第五層:拡張的会話(Extended Conversation)——引用ポスト。Bakhtin(1981)のいう「二重声」構造を持つ。他者の発話を保持しつつ、自己の文脈において再解釈を加える。返信より複雑な対話構造を形成する。

「余白」としてのグラデーション

この階層構造が持つ意義は、身体性が希薄なオンライン空間における「余白」の提供にある。

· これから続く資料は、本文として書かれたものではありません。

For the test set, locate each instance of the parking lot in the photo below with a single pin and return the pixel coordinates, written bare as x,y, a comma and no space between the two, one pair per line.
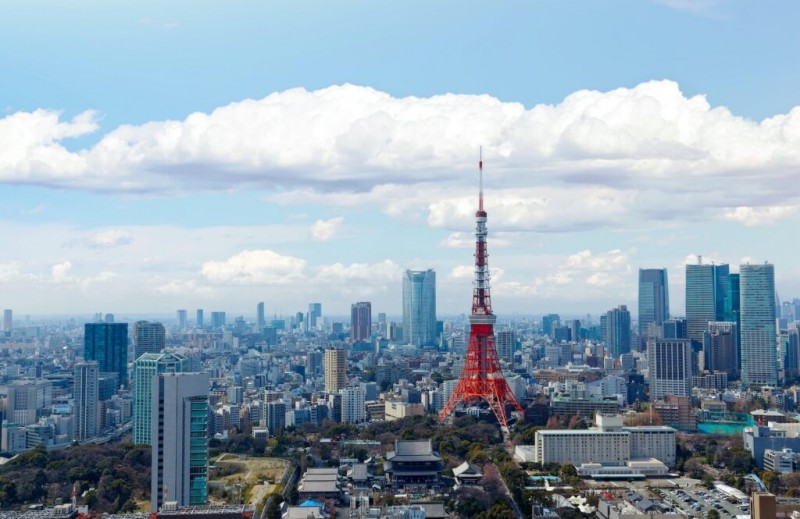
697,502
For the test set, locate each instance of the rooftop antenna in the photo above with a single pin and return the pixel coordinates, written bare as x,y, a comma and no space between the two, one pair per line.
480,167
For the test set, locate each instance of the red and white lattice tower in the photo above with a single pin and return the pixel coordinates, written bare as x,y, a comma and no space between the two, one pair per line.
482,379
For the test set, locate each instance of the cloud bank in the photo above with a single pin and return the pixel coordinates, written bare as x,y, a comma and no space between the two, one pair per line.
597,159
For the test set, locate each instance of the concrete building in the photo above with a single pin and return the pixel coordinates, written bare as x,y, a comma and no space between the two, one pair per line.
107,343
146,367
335,370
609,443
86,396
354,409
148,338
398,410
758,332
180,439
669,367
360,322
419,307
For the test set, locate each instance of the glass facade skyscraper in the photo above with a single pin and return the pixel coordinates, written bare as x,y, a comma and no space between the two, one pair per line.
107,343
419,307
147,366
759,365
180,439
653,299
707,294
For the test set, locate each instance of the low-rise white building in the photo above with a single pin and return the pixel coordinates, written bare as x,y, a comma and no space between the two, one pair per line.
609,443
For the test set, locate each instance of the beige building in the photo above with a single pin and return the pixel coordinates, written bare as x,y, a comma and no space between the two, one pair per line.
398,410
609,443
335,370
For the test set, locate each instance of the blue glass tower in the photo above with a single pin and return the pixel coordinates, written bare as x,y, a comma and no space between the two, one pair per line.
107,343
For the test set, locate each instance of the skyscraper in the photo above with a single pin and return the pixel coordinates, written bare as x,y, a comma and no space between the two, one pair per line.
146,367
8,321
419,307
360,322
148,338
314,314
653,299
335,370
701,300
107,343
179,466
261,320
669,367
354,409
758,333
86,396
217,320
618,331
721,348
182,320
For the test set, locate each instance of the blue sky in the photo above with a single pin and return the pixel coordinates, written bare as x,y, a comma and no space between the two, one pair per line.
213,155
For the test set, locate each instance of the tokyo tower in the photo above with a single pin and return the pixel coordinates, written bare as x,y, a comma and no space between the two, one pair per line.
482,379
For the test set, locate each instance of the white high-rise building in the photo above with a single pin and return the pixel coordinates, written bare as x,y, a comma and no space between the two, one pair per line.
86,396
757,330
669,367
354,409
180,439
335,369
419,307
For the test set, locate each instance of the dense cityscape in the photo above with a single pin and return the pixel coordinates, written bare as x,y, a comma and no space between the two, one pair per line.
399,260
603,400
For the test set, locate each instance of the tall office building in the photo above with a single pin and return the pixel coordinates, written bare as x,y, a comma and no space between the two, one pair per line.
674,329
669,367
182,320
653,300
86,395
360,322
721,348
314,365
107,343
701,299
335,370
146,367
24,398
179,432
274,418
218,320
419,307
314,316
549,324
618,331
757,318
354,409
148,338
731,308
261,320
8,321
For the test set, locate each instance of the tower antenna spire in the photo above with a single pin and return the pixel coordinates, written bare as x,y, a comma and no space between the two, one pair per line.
482,380
480,168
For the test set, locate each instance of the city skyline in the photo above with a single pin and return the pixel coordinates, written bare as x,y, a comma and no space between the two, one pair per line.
219,174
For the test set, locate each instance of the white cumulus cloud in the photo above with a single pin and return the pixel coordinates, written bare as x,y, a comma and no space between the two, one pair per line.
596,159
255,266
325,230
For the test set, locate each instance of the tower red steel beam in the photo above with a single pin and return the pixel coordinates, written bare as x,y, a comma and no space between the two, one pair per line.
482,378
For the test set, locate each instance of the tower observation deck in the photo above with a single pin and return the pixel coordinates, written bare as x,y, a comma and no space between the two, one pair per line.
482,378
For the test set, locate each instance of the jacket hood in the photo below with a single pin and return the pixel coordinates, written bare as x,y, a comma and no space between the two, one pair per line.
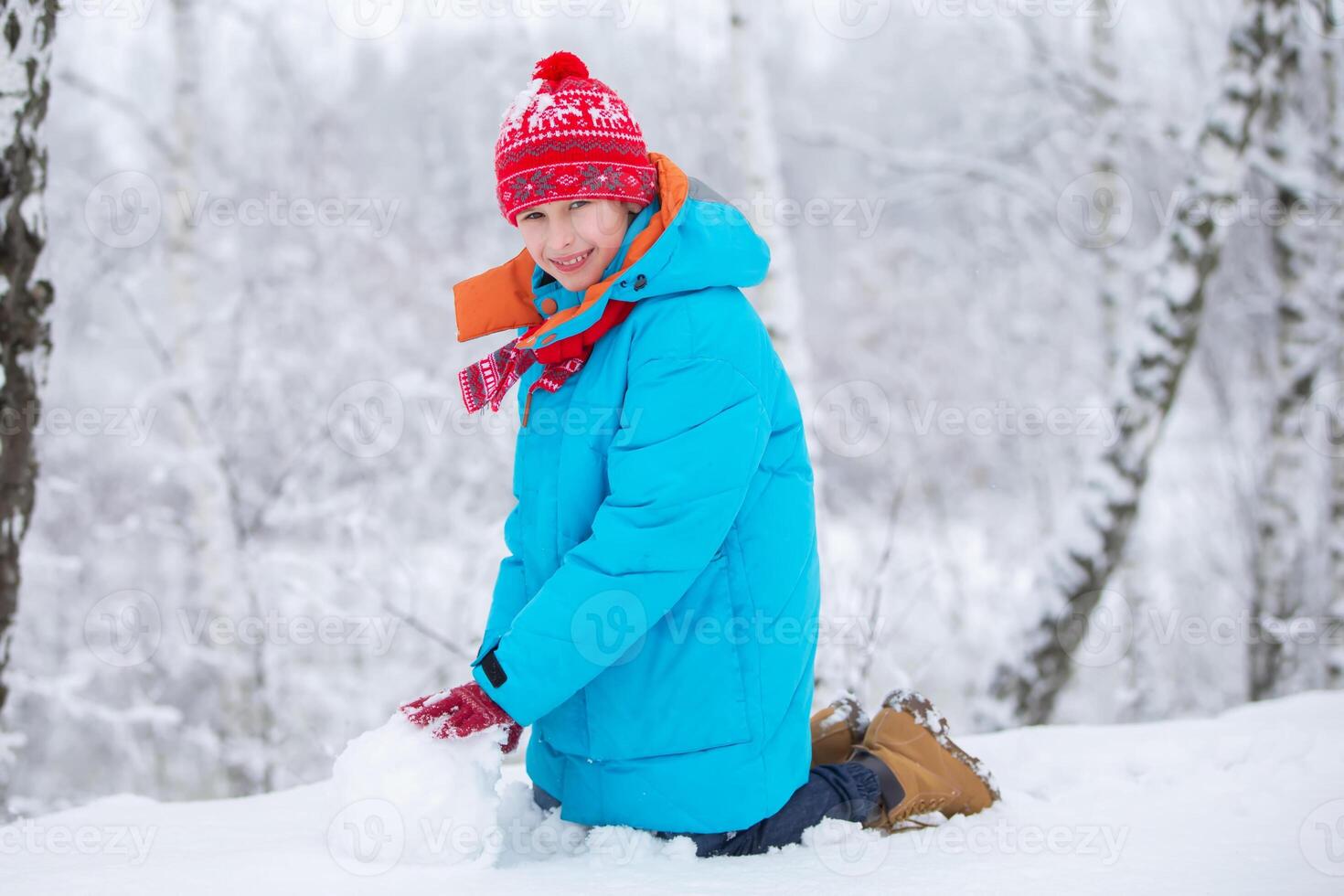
694,240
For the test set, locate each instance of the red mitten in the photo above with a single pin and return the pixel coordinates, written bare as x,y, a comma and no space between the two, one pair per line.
460,712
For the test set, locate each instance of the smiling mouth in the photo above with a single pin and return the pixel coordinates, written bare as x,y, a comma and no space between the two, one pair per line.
574,263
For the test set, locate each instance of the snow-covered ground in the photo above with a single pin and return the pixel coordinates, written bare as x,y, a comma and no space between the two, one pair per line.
1250,801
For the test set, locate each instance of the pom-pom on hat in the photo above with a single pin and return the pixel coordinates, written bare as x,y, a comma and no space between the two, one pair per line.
565,136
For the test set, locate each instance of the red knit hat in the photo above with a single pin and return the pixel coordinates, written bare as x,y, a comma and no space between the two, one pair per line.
569,134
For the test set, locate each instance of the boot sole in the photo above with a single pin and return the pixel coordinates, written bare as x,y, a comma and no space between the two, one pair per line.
920,709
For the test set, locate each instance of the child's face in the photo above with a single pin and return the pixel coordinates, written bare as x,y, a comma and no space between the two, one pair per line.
572,228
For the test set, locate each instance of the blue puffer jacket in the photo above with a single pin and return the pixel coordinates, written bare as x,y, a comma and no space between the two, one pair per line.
655,621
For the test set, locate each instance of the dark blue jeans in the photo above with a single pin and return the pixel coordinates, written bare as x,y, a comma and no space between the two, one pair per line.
844,790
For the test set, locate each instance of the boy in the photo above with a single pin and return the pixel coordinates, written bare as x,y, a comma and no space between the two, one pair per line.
652,618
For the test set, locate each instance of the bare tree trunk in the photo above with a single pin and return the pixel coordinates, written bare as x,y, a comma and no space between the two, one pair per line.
28,27
1172,305
1332,15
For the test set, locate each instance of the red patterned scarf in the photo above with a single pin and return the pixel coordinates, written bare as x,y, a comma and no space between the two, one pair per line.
489,379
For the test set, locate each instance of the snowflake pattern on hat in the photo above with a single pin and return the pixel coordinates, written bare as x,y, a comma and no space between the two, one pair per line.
568,134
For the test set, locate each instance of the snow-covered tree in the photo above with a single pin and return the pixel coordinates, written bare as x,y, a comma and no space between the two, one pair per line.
27,28
1171,306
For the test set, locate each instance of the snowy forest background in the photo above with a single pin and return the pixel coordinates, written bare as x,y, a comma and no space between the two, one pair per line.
262,518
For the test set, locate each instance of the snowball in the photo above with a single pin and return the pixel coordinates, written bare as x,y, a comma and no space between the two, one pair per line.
403,795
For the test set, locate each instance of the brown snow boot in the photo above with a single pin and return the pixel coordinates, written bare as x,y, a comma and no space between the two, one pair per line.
837,730
920,769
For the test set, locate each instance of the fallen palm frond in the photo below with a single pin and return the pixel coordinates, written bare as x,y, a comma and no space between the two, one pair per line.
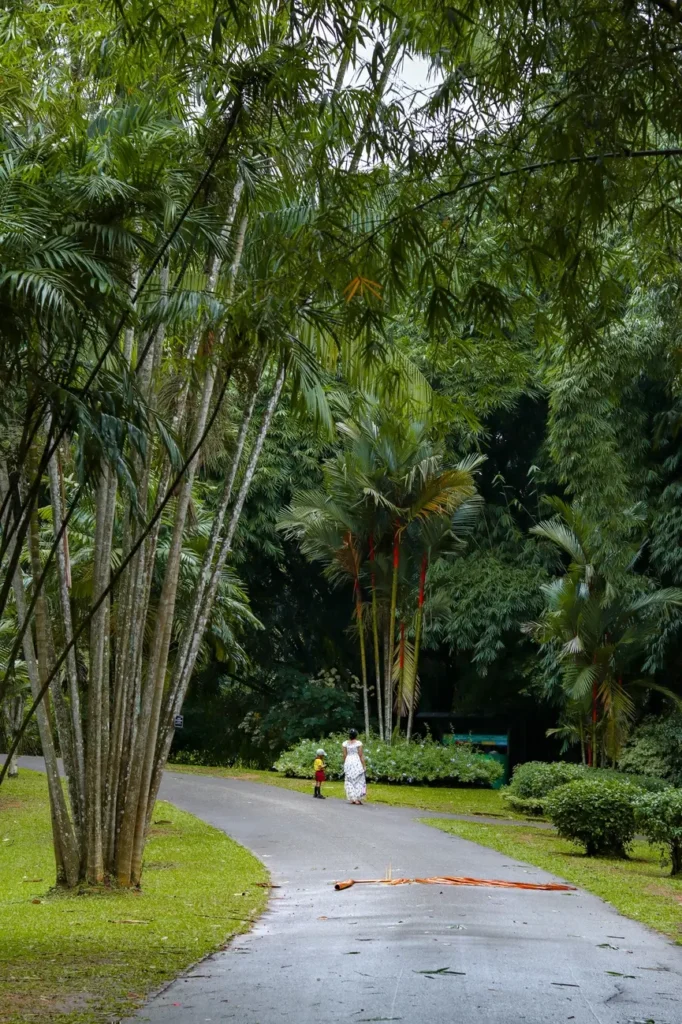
450,880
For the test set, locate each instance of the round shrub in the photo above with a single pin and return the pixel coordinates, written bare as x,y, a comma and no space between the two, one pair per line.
533,781
658,816
597,812
407,763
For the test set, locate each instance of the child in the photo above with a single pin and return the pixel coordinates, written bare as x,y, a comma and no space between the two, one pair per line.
320,773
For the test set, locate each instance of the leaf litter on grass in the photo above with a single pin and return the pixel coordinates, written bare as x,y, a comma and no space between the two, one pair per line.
120,945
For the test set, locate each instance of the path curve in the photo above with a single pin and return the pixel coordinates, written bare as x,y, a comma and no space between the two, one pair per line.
364,954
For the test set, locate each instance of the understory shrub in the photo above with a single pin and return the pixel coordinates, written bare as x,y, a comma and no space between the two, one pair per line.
597,812
531,782
409,763
658,816
655,748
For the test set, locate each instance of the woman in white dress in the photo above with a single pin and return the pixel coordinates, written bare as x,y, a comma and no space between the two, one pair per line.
353,768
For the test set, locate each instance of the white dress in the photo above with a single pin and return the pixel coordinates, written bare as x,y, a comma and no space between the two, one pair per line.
355,780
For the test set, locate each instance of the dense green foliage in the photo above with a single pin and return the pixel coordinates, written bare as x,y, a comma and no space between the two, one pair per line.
599,813
655,749
262,204
401,762
658,816
533,782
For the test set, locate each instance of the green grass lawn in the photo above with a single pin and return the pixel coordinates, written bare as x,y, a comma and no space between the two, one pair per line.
89,957
639,887
451,801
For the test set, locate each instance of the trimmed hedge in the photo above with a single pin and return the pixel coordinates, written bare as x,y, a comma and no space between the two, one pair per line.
658,816
407,763
534,781
597,812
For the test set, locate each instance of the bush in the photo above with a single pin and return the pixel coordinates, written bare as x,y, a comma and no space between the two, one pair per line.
658,816
533,782
597,812
408,763
655,749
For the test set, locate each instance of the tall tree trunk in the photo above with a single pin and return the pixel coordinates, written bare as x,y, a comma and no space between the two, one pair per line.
418,641
391,636
593,744
45,655
201,591
360,635
134,818
98,680
132,616
375,637
132,827
77,790
182,673
66,847
400,693
13,715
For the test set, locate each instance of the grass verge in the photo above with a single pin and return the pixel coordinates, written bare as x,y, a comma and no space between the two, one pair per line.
94,956
446,800
640,887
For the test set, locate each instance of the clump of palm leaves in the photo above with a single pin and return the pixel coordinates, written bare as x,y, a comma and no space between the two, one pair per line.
598,620
388,505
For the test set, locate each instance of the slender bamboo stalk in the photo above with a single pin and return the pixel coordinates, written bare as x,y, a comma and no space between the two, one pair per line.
593,747
134,819
64,584
391,636
45,653
400,692
375,636
360,635
180,681
418,641
66,847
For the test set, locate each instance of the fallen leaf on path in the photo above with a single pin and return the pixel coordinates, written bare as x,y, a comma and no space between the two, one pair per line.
440,970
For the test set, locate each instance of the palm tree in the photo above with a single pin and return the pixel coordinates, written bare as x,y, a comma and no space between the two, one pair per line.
385,494
598,624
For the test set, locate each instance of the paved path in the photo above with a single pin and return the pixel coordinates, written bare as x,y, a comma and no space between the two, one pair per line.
371,953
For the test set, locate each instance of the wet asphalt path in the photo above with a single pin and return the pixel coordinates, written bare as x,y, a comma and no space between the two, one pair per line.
372,953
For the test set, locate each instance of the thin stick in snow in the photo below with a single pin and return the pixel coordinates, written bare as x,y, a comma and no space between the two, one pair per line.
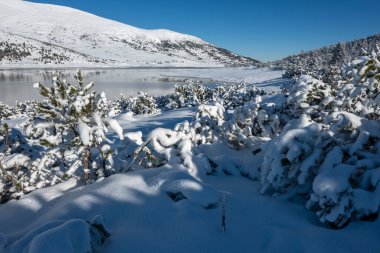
223,212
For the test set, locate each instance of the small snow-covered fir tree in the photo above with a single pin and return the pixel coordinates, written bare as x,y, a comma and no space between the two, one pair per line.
71,117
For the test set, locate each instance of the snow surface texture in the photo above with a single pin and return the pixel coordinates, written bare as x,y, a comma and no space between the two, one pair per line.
50,35
142,217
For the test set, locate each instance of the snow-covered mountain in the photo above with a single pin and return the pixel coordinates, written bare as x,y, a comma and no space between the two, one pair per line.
42,34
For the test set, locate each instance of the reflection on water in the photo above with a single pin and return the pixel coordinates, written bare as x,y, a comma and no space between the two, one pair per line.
17,85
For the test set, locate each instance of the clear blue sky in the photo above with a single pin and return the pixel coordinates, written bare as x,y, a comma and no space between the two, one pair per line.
262,29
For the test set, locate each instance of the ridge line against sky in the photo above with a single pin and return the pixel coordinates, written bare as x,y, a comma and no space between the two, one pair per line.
263,30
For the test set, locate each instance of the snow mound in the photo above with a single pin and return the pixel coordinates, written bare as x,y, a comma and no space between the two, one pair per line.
72,236
192,190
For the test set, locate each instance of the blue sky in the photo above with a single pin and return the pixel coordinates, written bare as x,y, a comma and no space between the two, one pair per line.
265,29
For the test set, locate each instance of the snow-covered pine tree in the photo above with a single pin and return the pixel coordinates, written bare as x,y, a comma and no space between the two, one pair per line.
71,123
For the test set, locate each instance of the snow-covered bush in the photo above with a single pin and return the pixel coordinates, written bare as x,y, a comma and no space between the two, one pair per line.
361,93
292,160
250,121
348,186
66,139
5,111
308,96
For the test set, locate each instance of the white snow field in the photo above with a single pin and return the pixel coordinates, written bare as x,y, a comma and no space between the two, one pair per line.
51,35
141,216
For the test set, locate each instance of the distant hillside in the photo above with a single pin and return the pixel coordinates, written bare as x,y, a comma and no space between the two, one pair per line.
325,55
33,34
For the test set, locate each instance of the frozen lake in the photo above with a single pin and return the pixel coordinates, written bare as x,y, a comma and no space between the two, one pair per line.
17,85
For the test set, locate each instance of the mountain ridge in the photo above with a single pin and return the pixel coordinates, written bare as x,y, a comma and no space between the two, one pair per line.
98,41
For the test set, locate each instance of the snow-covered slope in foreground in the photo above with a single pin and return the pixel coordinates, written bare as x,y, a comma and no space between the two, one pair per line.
41,34
141,217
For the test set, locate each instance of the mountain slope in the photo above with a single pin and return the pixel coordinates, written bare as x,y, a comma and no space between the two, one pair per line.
81,38
351,50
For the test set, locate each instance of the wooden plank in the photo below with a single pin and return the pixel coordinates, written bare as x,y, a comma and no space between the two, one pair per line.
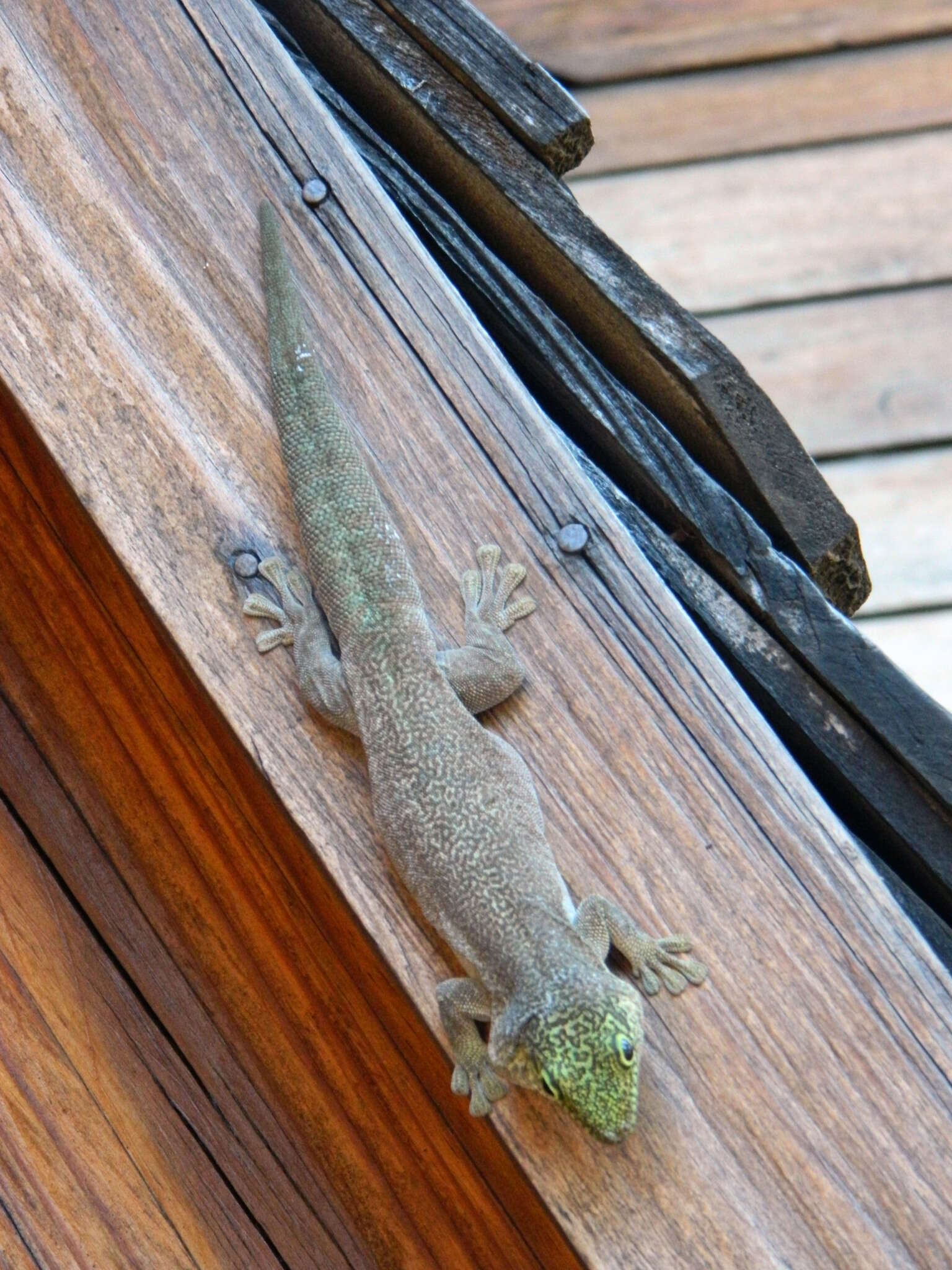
99,1162
645,461
169,441
922,646
903,505
596,41
868,373
521,93
532,221
878,798
184,1054
219,917
777,228
769,107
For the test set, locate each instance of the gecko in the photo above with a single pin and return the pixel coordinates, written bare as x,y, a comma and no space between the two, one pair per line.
454,802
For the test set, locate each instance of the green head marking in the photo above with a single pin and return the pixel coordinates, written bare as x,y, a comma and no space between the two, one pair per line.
586,1054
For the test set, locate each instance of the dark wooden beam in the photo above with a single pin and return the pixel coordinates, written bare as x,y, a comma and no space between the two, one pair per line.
532,221
521,93
878,745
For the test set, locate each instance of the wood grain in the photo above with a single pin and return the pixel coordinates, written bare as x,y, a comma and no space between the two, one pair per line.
788,226
592,41
903,505
796,1109
532,223
922,646
708,115
868,373
102,1162
880,708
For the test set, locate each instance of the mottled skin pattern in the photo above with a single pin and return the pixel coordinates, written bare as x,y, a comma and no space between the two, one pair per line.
454,802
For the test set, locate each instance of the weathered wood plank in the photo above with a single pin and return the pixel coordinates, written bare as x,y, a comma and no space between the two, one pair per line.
903,505
922,644
644,460
868,373
100,1162
786,226
521,93
593,41
710,115
167,436
531,220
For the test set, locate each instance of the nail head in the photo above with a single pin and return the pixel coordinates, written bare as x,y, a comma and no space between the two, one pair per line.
573,539
245,564
315,191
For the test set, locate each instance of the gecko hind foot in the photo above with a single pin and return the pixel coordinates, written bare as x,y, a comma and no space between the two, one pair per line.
487,597
293,590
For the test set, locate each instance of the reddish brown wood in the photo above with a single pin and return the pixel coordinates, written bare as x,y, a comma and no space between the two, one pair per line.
218,915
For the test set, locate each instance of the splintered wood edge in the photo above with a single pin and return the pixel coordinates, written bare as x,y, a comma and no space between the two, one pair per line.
531,220
521,93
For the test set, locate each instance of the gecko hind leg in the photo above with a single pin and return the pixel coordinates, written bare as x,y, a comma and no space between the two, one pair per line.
487,670
302,625
464,1002
603,925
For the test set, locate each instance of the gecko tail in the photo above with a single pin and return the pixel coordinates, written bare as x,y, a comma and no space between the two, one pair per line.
356,558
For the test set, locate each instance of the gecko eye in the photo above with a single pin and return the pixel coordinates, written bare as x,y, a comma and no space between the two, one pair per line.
626,1049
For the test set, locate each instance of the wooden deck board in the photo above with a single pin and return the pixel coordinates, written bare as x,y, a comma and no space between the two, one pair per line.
790,1104
770,106
780,228
903,504
867,373
99,1163
609,40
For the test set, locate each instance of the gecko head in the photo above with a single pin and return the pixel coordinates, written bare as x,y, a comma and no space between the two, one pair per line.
584,1052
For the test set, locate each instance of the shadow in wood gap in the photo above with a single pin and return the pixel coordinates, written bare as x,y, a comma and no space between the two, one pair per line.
622,315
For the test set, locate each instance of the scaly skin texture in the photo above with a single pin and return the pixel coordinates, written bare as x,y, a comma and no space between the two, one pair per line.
455,803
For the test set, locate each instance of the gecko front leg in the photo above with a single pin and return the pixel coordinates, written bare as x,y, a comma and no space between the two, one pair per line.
302,625
464,1002
604,925
487,670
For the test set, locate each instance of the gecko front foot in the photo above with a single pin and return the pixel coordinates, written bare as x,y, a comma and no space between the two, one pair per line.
483,1085
487,598
462,1002
604,925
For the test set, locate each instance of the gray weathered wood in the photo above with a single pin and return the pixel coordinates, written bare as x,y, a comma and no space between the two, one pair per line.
645,460
920,644
796,1108
763,229
611,40
532,221
796,102
903,504
867,373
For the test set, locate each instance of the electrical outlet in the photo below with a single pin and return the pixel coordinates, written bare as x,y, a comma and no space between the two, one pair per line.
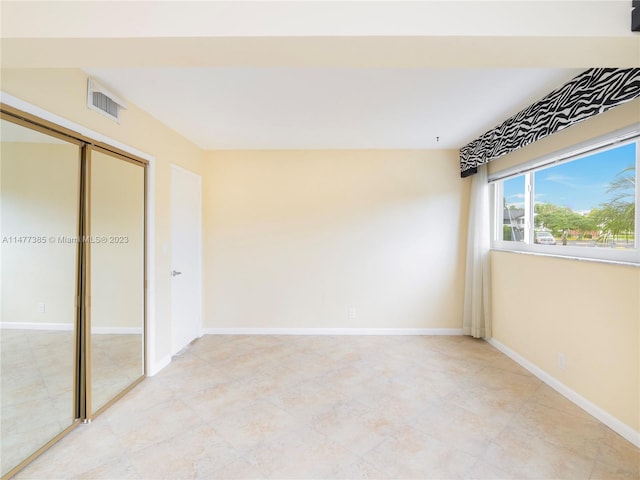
561,361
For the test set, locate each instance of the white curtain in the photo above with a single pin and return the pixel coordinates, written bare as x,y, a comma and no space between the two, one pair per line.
477,294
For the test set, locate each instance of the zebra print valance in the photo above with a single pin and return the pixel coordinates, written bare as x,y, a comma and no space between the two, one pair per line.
590,93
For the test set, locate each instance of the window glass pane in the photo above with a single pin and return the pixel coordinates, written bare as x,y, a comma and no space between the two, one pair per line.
589,202
513,211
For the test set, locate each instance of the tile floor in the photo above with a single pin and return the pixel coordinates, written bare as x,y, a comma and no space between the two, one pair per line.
37,380
349,407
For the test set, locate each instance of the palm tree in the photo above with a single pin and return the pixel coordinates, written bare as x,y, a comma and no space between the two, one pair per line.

対面コミュニケーションでは、沈黙していても「その場にいる」という関与が成立する。頷き、視線、姿勢といった微細な非言語シグナルによって、関心の度合いを連続的に調整できる。しかしソーシャルメディアでは、沈黙と不在が区別できない。関与を示すには、何らかの明示的行為が必要となる。

ここでグラデーション構造が緩衝材として機能する。いいねは「聞いているが深入りしない」という態度表明を可能にし、返信を強制されない安全地帯を提供する。フォロー関係の本質的な非対称性——見る側と見られる側——を緩和し、「一方的な視聴者」と「対等な対話者」のあいだに中間地点を作り出す。

これはHall(1966)のProxemics(近接学)のデジタル版といえる。対面空間における親密距離・個体距離・社会距離・公共距離の区分が、SNSではインタラクション層によって心理的距離のゾーニングとして再現されている。

UIの「文法」化

Twitter系UIの特筆すべき点は、このグラデーション構造が事実上の「文法」として確立されたことにある。ハートまたは星のアイコン、リポストの矢印、返信の吹き出しという視覚記号は、プラットフォームを超えた共通言語となった。

Kress(2010)のマルチモーダル記号論の用語を借りれば、これは「モード」の標準化である。新規プラットフォームがこのUIパターンから逸脱すると、ユーザーは「読めない」と感じる。恣意的であったはずの記号体系が、規範的拘束力を獲得した状態——これが文法化の証左である。

残された問い

このグラデーション構造は普遍的なものではない。いくつかの問いが残る。

第一に、各層の境界は曖昧である。閲覧ログの可視化(既読表示など)を実装するプラットフォームでは、反応それ自体が会話的色彩を帯びる。

第二に、文化差の問題がある。日本語圏ではいいねが「既読」「了解」の意味を持ちやすく、英語圏より会話的負荷が高い可能性がある。

第三に、引用ポストの両義性がある。対話的な引用と攻撃的な「晒し」は、同一の機能を用いながら正反対の社会的作用を持つ。この区分をどう理論化するかは未解決である。

ソーシャルメディアのインタラクション研究は、これらの問いに取り組むことで、オンラインにおける関係構築の微細な力学を明らかにしていくことになるだろう。


参考文献

  • Bakhtin, M.M. (1981). The Dialogic Imagination. University of Texas Press.

  • Goffman, E. (1967). Interaction Ritual: Essays on Face-to-Face Behavior. Anchor Books.

  • Hall, E.T. (1969). The Hidden Dimension. Doubleday.

  • Kress, G. (2010). Multimodality: A Social Semiotic Approach to Contemporary Communication. Routledge.